La palette d’applications potentielles est d’autant plus large que notre modèle peut être réentraîné sur de nouvelles données en l’espace de quelques jours seulement, là où les modèles de langage comme ceux de ChatGPT, par exemple, nécessitent des mois – et donc aussi de grandes quantités d’énergie – pour évoluer.

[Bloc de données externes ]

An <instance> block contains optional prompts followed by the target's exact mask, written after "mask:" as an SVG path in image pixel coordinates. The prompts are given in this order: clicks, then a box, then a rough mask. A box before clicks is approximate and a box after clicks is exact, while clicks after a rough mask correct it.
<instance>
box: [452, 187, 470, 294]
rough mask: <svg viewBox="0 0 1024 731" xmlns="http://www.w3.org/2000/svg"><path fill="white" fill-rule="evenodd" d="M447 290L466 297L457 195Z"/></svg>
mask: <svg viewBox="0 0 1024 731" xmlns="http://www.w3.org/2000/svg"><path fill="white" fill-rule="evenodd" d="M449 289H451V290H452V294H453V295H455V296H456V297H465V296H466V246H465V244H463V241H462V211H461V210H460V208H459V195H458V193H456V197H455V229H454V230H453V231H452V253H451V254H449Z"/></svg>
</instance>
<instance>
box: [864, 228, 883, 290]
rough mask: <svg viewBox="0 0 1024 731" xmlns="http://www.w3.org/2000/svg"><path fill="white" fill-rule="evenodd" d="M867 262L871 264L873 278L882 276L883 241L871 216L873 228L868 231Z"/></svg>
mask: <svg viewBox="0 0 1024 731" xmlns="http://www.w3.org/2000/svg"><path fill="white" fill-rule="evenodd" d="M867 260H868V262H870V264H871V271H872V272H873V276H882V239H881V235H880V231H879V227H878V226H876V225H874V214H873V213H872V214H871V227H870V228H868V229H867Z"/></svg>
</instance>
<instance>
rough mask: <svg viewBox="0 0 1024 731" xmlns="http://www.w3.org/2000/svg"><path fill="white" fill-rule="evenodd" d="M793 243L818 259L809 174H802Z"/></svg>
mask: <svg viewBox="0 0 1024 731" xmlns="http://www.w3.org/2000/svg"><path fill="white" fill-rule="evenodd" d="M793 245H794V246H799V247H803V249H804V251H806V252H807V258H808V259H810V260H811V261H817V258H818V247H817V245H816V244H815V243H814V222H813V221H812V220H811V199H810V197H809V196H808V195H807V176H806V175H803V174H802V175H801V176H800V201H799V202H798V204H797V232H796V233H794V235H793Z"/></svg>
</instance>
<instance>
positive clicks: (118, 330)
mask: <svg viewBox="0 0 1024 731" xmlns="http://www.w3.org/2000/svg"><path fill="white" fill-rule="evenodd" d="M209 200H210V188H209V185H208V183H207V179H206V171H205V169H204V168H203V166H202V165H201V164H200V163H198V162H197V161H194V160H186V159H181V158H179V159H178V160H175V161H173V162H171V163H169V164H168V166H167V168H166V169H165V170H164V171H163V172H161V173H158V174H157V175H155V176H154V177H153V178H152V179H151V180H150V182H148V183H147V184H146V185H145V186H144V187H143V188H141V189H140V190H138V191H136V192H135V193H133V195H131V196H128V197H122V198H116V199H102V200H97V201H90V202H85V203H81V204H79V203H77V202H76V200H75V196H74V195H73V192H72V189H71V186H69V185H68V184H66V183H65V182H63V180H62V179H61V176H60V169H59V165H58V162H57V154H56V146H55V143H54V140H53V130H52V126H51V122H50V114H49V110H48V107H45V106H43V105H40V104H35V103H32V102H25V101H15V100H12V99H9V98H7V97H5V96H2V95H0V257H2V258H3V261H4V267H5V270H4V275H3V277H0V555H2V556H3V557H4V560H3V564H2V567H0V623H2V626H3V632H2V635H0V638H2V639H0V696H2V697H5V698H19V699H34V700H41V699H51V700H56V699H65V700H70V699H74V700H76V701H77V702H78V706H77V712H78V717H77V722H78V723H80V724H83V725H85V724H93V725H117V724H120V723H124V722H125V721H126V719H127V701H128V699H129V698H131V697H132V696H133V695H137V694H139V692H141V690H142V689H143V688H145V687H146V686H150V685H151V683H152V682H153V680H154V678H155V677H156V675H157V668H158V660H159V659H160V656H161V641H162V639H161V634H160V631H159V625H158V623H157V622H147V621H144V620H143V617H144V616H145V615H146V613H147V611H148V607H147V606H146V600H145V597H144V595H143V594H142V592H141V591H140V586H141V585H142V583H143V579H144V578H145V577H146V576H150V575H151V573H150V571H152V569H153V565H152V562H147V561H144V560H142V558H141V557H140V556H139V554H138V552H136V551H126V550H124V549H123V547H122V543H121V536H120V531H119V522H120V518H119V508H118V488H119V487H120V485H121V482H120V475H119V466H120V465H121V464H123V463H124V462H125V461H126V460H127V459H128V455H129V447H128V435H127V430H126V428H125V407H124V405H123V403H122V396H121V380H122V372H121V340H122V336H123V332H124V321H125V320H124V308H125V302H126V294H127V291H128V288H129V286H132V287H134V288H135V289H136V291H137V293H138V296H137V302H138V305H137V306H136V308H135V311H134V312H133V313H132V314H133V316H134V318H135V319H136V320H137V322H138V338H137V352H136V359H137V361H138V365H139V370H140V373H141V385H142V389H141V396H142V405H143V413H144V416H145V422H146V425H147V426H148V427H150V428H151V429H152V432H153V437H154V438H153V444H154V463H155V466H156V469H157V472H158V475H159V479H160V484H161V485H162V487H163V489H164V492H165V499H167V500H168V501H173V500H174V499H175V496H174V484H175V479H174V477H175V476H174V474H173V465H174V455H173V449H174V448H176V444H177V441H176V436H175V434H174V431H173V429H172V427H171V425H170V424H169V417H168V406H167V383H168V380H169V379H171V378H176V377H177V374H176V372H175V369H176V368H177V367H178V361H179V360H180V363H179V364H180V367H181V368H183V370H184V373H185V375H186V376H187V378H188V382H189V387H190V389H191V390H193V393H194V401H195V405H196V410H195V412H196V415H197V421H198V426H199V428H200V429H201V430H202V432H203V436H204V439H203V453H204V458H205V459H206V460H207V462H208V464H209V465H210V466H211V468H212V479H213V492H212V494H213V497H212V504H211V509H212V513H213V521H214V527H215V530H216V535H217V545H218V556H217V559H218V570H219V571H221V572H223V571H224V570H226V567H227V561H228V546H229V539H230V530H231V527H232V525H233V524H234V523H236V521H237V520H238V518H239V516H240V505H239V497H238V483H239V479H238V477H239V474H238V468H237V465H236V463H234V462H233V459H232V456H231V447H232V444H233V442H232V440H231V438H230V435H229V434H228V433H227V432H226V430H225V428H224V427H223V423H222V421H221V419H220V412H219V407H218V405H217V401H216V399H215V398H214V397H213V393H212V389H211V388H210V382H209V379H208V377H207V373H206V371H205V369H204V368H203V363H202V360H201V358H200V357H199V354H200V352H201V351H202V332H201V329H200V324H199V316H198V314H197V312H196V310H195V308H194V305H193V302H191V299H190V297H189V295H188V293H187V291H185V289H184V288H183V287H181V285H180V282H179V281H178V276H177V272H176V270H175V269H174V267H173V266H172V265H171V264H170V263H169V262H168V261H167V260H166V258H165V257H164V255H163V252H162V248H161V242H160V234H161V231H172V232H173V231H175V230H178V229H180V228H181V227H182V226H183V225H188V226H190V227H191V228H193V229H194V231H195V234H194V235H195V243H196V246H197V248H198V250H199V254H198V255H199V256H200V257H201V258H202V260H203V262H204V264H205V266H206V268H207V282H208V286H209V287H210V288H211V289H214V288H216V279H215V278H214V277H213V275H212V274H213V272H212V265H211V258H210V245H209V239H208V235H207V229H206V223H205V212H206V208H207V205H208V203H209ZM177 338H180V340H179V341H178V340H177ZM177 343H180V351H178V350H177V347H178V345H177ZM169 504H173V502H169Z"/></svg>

R.M. : Nous nous concentrons, dans le cadre de nos travaux de développement de nouveaux candidats médicaments, sur différents axes dans le domaine pharmaceutique, mais notre modèle – parce qu’il peut facilement être réentraîné sur n’importe quel type de données comme vient de l’indiquer Jean-Philip – va aussi trouver des applications dans tous les domaines de la chimie et des sciences de la vie en général : en chimie pharmaceutique et cosmétique, mais aussi dans le domaine des enzymes industrielles, ou encore du côté de la chimie des matériaux, pour produire par exemple des électrolytes de batteries électriques, ou encore des membranes de dessalement.
L’an dernier, la jeune pousse Bioptimus[5] s’est elle aussi lancée dans un projet de développement d’un modèle de fondation dédié à l’étude du vivant. Faut-il y voir un potentiel concurrent de votre modèle, FeNNix-Bio1 ?
R.M. : Il s’agit plutôt d’une solution complémentaire à la nôtre. Leur modèle, h-optimus-1, se destine en effet à la compréhension de mécanismes biologiques qui entrent en jeu dans le cadre d’une maladie, de l’échelle moléculaire jusqu’au niveau d’un organisme tout entier. Notre modèle FeNNix-Bio1, lui, va de l’électron à la molécule. Les modèles de fondation sont, de toute façon, amenés, à terme, à interagir les uns avec les autres : AlphaFold peut d’ores et déjà générer des données utilisables par FeNNix-Bio1, qui lui-même pourra tout à fait transmettre des résultats au modèle de Bioptimus. Chacun travaille à son échelle, avec des données différentes.
Outre son utilisation pour vos propres travaux de développement de candidats médicaments, comptez-vous justement mettre à disposition votre modèle FeNNix-Bio1 à d’autres acteurs ? Si c’est le cas, selon quelles modalités ?
R.M. : Nous allons effectivement, bien entendu, exploiter ce modèle pour découvrir de nouveaux médicaments. Mais notre objectif est aussi qu’il soit utilisé plus largement par d’autres acteurs de la recherche académique et industrielle. Cela nous semble en effet d’autant plus important que le développement de FeNNix-Bio1 est le fruit d’un partenariat public-privé entre Sorbonne Université et Qubit Pharmaceuticals.
J.-P. P. : Nous allons en effet mettre à disposition notre modèle à la fois dans une déclinaison open-source[6], mais aussi dans une version propriétaire destinée à des applications industrielles plus poussées. Grâce à la possibilité de réentraînement qui le caractérise, c’est même à toute une famille de modèles – plus spécialisés – que FeNNix-Bio1 permettra de donner naissance ; publics pour certains d’entre eux, propriétaires pour d’autres. Ce modèle de fondation est ainsi un véritable couteau suisse, qui va permettre de générer beaucoup d’autres solutions, qui viendront non pas remplacer, mais plutôt « augmenter » les chimistes humains.
[1] Sorbonne Université/CNRS
[2] Seuil fixé à 1 kcal/mol, en dessous duquel le résultat est indiscernable de l’expérience.
[3] Supercalculateurs Jean Zay, EuroHPC et Aurora.
[4] Plé T., et al. A Foundation Model for Accurate Atomistic Simulations in Drug Design. ChemRxiv. 2025 ; Benali A., et al. Pushing the Accuracy Limit of Foundation Neural Network Models with Quantum Monte Carlo Forces and Path Integrals. arXiv. 2025.
[6] Le code est pour l’heure accessible aux relecteurs des prépublications actuellement soumises à des revues à comité de lecture par Qubit Pharmaceuticals. Une partie de ce code sera également rendue publique cet été.